Outside, the atmosphere was crackling with unrest. The story about the return of the caravan and its extraordinary journey through the desert was being retold using metaphors, euphemisms and allusions as if the colonists were afraid to hear the explicit words pronounced. These quarters were never partial to the Star Bearers but now things were getting out of hand. Wherever I went, colonists would shy away, conversations would stop, only to restart in whispers when I was at a safe distance.

I decided that Hesperides was too far away to walk alone so I changed direction to go amongst the cyclists, who are mercifully blind, deaf and indifferent to things that happen around them. Out of breath, I reached the borough of the angels from where I had no intention of moving before Ali came to fetch me. Lights flickered like candles in a church, hats were pulled down and cheese was melting in the pots. The peaceful scene calmed my pounding heart.

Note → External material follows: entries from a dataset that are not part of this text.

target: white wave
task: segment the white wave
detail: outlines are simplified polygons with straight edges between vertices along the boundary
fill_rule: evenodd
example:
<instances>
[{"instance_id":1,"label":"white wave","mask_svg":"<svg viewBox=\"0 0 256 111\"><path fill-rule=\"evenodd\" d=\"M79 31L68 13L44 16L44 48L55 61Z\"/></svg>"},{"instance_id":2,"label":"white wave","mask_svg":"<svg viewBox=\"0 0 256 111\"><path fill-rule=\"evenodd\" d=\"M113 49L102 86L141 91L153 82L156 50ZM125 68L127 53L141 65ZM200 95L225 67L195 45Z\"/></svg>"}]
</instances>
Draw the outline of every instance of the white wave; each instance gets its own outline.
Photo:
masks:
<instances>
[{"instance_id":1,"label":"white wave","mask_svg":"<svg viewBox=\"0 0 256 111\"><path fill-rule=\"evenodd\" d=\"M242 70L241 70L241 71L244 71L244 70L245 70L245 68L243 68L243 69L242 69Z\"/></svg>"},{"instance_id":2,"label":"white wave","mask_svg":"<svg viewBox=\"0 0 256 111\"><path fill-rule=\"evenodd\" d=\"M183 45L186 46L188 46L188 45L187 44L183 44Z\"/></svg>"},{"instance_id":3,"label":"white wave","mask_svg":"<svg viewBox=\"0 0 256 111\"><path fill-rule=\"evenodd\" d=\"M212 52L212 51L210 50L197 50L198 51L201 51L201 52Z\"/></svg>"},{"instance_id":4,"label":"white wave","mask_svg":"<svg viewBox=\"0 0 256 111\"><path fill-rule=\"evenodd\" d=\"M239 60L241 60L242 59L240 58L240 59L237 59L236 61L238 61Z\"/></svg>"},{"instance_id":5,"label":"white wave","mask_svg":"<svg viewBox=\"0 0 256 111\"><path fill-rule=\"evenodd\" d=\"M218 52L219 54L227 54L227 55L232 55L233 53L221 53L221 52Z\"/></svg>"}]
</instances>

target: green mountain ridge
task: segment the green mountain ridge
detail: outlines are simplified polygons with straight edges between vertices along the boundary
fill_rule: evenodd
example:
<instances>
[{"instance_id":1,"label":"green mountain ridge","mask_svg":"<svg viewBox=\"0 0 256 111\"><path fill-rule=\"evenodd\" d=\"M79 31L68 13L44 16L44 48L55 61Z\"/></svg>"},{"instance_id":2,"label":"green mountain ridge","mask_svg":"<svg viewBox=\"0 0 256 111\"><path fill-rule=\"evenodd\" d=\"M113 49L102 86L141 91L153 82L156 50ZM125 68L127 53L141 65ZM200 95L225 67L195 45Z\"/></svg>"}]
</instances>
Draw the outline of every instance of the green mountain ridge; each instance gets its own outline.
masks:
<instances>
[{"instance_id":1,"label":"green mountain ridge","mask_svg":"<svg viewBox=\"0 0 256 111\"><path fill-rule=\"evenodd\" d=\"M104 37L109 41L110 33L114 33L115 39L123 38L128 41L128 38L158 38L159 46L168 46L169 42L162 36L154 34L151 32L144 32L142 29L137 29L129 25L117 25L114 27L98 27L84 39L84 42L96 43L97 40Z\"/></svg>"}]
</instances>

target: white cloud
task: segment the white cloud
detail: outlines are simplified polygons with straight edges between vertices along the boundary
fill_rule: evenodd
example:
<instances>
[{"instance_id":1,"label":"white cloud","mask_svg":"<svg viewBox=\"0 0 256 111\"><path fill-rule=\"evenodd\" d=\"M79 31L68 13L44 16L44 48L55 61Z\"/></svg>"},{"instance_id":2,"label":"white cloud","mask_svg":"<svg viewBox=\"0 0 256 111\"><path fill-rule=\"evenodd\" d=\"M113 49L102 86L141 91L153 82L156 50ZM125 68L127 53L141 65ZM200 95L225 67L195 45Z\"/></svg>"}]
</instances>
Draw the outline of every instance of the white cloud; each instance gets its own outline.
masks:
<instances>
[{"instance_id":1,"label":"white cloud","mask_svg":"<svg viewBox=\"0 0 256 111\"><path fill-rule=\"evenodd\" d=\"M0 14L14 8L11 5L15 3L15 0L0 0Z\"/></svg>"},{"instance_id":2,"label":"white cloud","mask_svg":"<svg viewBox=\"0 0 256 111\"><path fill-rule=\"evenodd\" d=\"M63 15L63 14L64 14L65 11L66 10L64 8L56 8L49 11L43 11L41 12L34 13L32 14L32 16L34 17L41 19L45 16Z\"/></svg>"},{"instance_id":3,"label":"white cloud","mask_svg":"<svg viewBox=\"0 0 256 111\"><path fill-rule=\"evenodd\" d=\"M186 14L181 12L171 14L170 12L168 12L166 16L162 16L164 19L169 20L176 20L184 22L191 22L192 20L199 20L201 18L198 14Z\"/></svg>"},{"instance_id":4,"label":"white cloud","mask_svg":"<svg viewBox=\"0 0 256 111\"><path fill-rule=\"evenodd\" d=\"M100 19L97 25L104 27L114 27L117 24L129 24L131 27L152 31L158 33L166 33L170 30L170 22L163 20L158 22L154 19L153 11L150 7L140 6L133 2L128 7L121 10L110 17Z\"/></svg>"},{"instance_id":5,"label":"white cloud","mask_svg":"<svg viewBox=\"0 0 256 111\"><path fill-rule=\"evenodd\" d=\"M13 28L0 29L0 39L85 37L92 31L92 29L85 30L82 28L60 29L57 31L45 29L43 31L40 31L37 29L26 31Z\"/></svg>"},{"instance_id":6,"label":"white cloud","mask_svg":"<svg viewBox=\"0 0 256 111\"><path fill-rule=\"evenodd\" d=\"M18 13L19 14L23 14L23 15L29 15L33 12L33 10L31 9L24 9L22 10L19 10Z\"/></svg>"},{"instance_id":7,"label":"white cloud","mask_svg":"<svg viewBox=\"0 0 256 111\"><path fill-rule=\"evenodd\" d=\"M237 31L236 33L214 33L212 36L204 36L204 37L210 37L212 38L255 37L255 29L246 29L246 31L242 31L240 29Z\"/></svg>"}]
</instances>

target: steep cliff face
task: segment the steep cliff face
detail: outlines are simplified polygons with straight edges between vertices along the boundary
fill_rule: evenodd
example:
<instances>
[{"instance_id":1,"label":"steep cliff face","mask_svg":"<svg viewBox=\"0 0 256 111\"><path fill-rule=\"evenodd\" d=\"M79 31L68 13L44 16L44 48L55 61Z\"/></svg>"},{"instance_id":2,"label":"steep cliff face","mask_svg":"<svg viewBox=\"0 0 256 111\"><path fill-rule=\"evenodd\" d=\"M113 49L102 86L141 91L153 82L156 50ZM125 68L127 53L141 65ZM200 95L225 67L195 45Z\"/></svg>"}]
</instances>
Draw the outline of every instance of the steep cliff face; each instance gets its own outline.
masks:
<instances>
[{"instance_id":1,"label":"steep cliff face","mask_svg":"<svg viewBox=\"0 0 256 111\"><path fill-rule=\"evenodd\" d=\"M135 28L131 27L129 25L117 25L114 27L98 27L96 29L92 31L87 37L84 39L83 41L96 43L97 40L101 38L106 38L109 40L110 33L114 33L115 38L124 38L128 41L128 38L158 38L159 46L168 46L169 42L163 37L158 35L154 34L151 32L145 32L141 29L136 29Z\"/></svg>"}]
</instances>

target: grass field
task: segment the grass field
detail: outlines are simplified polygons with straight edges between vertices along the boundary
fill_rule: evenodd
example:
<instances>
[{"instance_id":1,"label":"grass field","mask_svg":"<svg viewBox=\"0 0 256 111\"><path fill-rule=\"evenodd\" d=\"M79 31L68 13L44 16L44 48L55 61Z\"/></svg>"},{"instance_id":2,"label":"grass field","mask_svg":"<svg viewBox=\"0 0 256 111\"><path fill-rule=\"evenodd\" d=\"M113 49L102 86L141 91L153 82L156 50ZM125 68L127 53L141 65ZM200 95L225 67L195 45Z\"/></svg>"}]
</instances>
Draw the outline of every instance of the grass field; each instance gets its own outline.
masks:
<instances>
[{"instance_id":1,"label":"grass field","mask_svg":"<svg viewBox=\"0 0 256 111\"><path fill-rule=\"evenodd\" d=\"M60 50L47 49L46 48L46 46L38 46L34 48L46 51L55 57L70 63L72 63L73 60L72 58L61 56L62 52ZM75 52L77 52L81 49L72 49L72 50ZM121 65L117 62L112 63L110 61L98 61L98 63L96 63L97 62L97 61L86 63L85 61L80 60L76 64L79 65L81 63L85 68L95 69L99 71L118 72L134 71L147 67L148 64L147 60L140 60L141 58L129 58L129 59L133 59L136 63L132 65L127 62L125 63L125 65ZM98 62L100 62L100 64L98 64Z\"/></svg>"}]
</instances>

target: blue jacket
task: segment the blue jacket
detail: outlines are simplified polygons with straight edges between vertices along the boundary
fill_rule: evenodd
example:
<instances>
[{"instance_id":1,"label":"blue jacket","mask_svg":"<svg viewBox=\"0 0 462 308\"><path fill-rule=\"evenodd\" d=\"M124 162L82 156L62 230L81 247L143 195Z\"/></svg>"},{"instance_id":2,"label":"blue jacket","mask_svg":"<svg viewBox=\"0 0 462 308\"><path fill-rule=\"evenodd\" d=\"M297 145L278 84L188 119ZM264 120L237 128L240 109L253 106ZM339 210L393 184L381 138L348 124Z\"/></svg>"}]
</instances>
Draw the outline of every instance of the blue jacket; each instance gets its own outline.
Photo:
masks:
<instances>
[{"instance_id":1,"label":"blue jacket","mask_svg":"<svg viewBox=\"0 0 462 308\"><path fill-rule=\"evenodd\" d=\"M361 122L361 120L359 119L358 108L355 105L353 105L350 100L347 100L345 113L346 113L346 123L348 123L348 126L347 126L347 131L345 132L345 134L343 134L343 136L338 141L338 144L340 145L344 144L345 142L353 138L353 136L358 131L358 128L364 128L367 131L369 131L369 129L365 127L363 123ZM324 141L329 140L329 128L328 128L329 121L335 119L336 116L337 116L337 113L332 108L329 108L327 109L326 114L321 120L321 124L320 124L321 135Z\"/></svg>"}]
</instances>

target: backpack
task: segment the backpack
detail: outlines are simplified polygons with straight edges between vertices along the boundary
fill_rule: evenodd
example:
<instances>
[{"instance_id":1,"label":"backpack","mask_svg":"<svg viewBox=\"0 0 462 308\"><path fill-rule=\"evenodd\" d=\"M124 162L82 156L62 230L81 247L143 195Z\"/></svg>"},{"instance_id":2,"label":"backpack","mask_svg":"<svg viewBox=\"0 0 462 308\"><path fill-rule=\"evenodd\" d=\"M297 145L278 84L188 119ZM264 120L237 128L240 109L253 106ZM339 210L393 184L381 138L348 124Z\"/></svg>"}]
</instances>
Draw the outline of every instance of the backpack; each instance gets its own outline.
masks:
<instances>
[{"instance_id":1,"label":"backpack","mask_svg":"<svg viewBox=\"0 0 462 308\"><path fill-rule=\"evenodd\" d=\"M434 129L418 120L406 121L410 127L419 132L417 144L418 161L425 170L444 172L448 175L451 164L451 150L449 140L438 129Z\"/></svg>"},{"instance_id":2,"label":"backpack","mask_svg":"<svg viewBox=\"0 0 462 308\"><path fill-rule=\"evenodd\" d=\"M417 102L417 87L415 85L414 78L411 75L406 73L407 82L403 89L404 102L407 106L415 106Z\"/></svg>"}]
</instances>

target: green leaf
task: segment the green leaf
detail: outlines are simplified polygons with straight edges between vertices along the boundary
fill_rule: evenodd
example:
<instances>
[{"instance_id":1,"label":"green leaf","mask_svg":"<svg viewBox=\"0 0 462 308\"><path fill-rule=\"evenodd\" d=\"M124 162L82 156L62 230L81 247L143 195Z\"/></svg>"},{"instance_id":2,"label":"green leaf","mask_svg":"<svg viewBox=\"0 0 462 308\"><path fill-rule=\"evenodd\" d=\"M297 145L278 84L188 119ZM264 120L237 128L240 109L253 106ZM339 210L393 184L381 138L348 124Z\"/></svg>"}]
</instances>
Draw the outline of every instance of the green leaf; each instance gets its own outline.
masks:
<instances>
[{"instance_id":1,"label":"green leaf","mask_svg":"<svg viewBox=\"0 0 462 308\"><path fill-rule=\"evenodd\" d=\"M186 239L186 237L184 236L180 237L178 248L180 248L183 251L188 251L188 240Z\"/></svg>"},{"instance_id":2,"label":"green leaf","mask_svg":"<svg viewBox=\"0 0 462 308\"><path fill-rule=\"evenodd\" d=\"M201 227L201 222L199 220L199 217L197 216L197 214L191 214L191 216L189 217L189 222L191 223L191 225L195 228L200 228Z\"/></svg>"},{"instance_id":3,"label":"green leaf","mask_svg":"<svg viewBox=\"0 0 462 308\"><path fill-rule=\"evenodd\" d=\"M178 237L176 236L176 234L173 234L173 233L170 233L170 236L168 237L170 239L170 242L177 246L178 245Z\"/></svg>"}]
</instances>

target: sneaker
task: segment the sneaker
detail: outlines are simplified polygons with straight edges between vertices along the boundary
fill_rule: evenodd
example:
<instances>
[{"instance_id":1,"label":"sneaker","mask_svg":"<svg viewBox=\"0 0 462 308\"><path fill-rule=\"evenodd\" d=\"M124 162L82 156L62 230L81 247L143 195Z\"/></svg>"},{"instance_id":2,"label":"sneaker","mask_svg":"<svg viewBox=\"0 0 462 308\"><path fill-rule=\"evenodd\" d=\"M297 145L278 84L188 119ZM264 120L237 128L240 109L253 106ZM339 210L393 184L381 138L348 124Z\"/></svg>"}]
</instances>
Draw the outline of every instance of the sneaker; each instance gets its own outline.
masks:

Tonight the lights had been lit in a strange formation. They were normally in a line, but tonight they seemed to form a circle. I stood on tiptoes to see what was in the middle of the circle. There, I made out the beleaguered cyclists from the caravan, lying on sheets with compresses on their foreheads and with limbs shining from some ointment. The healthy ones would rise every once in a while to offer the exhausted ones some water, to rub oil on them, to hold their hands or to touch their foreheads. Both the infirm ones and their carers seemed wounded in some way.

I hesitated to approach them. I felt that tonight I had no place here, the fires had been placed as a barrier to strangers and the cyclists were sealing their borders. I waited anxiously for a sign or gesture that would mean that I wasn’t unwelcome. I pledged my soul to whichever God could arrange it that I would be blessed by the invaluable invitation. If the cyclists rejected me, I wouldn’t have any other haven to turn to – it would mean that no patch of land would suffer my presence.

I heard the shuffling of bodies on the ground and I saw that some cyclists had shifted to make room for me. With gratitude I gathered my robes around me and sat down. I was content to sit amongst them, invisible, to feel their warmth, to listen to their mutterings and their songs, to participate as a stowaway in a gathering of old friends of which I was not a member but was something of a natural element, like the air. They never address themselves to me and I never talk to them, as I wouldn’t know what to say. They have their esoteric conversations, and I listen silently but understand only a portion. It doesn’t help that I can’t see their eyes or make out faces because their wide hats are always jammed down. Like a breath of air that works its unobtrusive way through a forest of friends, I come away like a thief, with the aroma of their warmth.

This time, however, when I sat down, I saw hats raising, faces being revealed and eyes that were looking straight at me. It looked as if they were about to address me – was that possible? This night was like no other. The next moment, a soft voice asked me, “Are we buying peace?”